I was just listening to a lecture by the philosopher and theologian Peter Kreeft on this topic (Because good scholars always go to the primary sources, let me point you to where I found this lecture: http://www.peterkreeft.com/audio.htm) Dr. Kreeft proposes that there is only two ways possible for a God to make himself known to man.
Possible Way Number One is by direct evidence that will convince the brain. Intellectuals like myself (and any academics teaching our young in modern and secular institutions) claim and claim loudly that when evidence is presented, we shall, upon our honor, change our opinions and beliefs and ways of life to confirm to what the cold hard facts of reality command.
This claim is not to be believed. I read of case of a prominent atheist in England, A.J. Ayer, who in 1988 had a near-death experience, an experience as obvious and unusual as the vision encountered by St. Paul on the Road to Damascus. Dr. Jeremy George, his physician, reports that Ayer had confided to him: “I saw a Divine Being. I’m afraid I’m going to have to revise all my books and opinions.”

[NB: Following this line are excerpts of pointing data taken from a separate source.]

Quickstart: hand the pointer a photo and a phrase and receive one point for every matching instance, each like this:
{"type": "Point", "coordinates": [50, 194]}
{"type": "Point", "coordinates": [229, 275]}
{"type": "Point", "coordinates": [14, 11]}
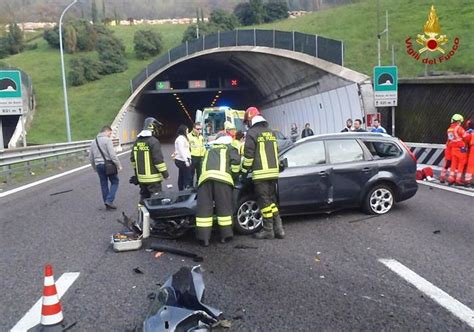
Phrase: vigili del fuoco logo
{"type": "Point", "coordinates": [433, 50]}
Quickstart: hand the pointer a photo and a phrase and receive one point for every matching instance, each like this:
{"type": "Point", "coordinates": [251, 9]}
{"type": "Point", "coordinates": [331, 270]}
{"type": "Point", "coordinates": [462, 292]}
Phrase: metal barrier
{"type": "Point", "coordinates": [324, 48]}
{"type": "Point", "coordinates": [428, 154]}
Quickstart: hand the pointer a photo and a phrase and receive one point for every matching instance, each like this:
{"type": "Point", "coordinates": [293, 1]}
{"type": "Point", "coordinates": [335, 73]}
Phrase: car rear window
{"type": "Point", "coordinates": [306, 154]}
{"type": "Point", "coordinates": [344, 151]}
{"type": "Point", "coordinates": [383, 150]}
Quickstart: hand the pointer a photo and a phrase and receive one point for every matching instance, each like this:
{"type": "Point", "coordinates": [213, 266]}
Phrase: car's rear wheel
{"type": "Point", "coordinates": [248, 218]}
{"type": "Point", "coordinates": [379, 200]}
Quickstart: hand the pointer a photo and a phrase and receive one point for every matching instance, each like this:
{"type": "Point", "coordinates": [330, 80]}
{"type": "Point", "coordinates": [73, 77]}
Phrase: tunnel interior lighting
{"type": "Point", "coordinates": [163, 85]}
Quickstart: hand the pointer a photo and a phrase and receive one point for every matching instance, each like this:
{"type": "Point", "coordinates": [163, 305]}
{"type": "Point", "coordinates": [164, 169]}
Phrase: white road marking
{"type": "Point", "coordinates": [33, 184]}
{"type": "Point", "coordinates": [458, 309]}
{"type": "Point", "coordinates": [33, 316]}
{"type": "Point", "coordinates": [454, 190]}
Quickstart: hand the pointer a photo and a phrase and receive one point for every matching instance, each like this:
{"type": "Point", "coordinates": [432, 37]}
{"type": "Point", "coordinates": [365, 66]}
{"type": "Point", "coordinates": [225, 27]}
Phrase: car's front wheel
{"type": "Point", "coordinates": [379, 200]}
{"type": "Point", "coordinates": [248, 218]}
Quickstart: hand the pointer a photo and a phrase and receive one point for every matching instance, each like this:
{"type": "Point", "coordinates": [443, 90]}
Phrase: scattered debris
{"type": "Point", "coordinates": [61, 192]}
{"type": "Point", "coordinates": [244, 246]}
{"type": "Point", "coordinates": [225, 323]}
{"type": "Point", "coordinates": [195, 257]}
{"type": "Point", "coordinates": [69, 326]}
{"type": "Point", "coordinates": [177, 305]}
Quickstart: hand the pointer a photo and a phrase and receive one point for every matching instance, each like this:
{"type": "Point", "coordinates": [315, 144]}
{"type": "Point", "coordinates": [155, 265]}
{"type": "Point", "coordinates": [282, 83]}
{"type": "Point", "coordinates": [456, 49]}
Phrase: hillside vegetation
{"type": "Point", "coordinates": [97, 103]}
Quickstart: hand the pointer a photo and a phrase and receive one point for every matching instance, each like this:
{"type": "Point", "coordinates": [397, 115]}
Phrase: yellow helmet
{"type": "Point", "coordinates": [456, 118]}
{"type": "Point", "coordinates": [229, 126]}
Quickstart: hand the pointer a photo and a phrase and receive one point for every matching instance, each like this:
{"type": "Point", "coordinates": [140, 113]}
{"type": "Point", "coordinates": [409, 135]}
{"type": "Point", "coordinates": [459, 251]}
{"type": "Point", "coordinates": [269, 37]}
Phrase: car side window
{"type": "Point", "coordinates": [383, 150]}
{"type": "Point", "coordinates": [343, 151]}
{"type": "Point", "coordinates": [306, 154]}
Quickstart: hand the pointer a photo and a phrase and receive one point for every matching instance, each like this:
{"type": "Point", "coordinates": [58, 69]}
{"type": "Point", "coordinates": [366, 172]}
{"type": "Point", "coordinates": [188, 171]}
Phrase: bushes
{"type": "Point", "coordinates": [13, 42]}
{"type": "Point", "coordinates": [83, 70]}
{"type": "Point", "coordinates": [147, 44]}
{"type": "Point", "coordinates": [111, 54]}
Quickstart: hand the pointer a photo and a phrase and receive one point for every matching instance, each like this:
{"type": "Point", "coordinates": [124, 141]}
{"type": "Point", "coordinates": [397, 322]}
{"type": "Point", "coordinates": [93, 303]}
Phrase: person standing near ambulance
{"type": "Point", "coordinates": [196, 144]}
{"type": "Point", "coordinates": [220, 166]}
{"type": "Point", "coordinates": [456, 140]}
{"type": "Point", "coordinates": [147, 159]}
{"type": "Point", "coordinates": [261, 156]}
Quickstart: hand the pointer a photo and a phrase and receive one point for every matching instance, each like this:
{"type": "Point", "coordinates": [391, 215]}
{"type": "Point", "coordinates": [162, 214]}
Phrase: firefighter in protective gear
{"type": "Point", "coordinates": [147, 159]}
{"type": "Point", "coordinates": [196, 144]}
{"type": "Point", "coordinates": [456, 141]}
{"type": "Point", "coordinates": [470, 162]}
{"type": "Point", "coordinates": [231, 131]}
{"type": "Point", "coordinates": [261, 156]}
{"type": "Point", "coordinates": [220, 166]}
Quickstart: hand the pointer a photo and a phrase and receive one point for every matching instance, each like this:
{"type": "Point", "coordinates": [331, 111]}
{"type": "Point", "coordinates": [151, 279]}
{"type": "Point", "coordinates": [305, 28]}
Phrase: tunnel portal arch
{"type": "Point", "coordinates": [288, 85]}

But then he publicly reaffirmed his atheism, steadfastly ignored the evidence, and talked himself into believing that his memory and his senses were faulty. He concluded that he had seen nothing, that his sense and his senses were faulty, on the premise that his speculations could not be faulty. He was also a leader of the Humanist movement, and a public reverse of his beliefs would have inconvenienced or embarrassed him.
If this tale is true, A.J. Ayer is a worm. Philosophers are supposed to face changes of fortune and the opinions of the world philosophically, hence the name.
On the other hand, how can we fail to pity weakness? This type of repellent intellectual cowardice is not unusual; it is the human condition.